(Note the following statement was posted prior to the July 12 discovery that due to a mistake in the vote count, Resolution AO51 actually passed by a 2/3rds majority in all three houses: Bishops, Clergy, Lay.)
Greetings to you all:
On the evening of July 11, 2016 the General Synod of the Anglican Church of Canada did not garner the votes necessary to change the Marriage Canon to allow for same-sex couples to be married within the Church. The vote was very, very close, failing by only one vote in the order of clergy while passing in both the order of bishops and the order of laity.
While this is deeply disappointing to me and to many others within the Church, I and others am resolute in our desire to find a way forward in achieving equity for all couples seeking the solemnization of their marriages in the Church while at the same time providing for those whose consciences prevent them from participating in marriage or blessing liturgies for same-sex couples. This was the intention of the resolution to change the Marriage Canon; and it remains my intention.
I’m very sorry for the pain this decision has caused and will cause both to members of the LBGTQ community and to those of us who count ourselves as their family members and friends. If it is any comfort at all, please know that the majority of those of us at General Synod very much wanted the resolution to pass.

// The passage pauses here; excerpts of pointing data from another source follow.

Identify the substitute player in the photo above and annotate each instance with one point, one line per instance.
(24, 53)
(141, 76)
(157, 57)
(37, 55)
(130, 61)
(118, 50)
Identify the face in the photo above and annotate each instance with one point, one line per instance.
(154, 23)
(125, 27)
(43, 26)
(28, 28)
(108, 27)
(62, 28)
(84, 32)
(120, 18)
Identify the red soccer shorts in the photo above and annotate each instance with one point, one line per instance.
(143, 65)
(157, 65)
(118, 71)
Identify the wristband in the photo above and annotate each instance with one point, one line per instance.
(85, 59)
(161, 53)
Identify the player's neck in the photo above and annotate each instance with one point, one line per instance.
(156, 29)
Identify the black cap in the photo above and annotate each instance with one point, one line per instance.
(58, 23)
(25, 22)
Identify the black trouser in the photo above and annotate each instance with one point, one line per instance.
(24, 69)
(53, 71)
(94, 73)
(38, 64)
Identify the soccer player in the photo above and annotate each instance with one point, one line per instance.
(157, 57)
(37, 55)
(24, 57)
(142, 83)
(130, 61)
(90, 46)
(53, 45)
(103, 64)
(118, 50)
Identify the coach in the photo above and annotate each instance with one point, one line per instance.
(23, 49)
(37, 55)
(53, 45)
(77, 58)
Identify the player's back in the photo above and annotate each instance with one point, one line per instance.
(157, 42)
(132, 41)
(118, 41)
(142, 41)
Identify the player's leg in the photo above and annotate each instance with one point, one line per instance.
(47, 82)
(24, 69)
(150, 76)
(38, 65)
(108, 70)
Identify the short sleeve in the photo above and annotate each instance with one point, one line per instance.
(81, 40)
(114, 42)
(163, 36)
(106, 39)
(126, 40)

What I intend to do is the following:
Together with our delegates to Synod, I will consult with a broader circle in our diocese—with our Regional Archdeacons and the Executive Archdeacon, with our Regional Deans, with the Dean of our Diocese (who is also a delegate) and with our Chancellor—about what we discern God is calling us to do going forward in our diocese. At the same time, I will be in touch with our own Archbishop as we do our discernment work.
I am personally committed to supporting couples who desire to make baptismally-grounded, community-supported, lifelong, monogamous commitments to one other within the context of the Church. After listening to some of the discussion at General Synod 2016, I need to add my equal commitment to advocate for diverse ways of interpreting Holy Scripture as it informs the Church’s actions in such matters.
Take heart. This is not over. We have continuing discernment work to do together.
Even as many of us grieve this decision and its consequences, I invite us all to pray for the LGBTQ people of our Church, to pray for those with whom we agree and with whom we disagree on this issue, and to pray for the continued companionship of the Holy Spirit in all our discussions and actions.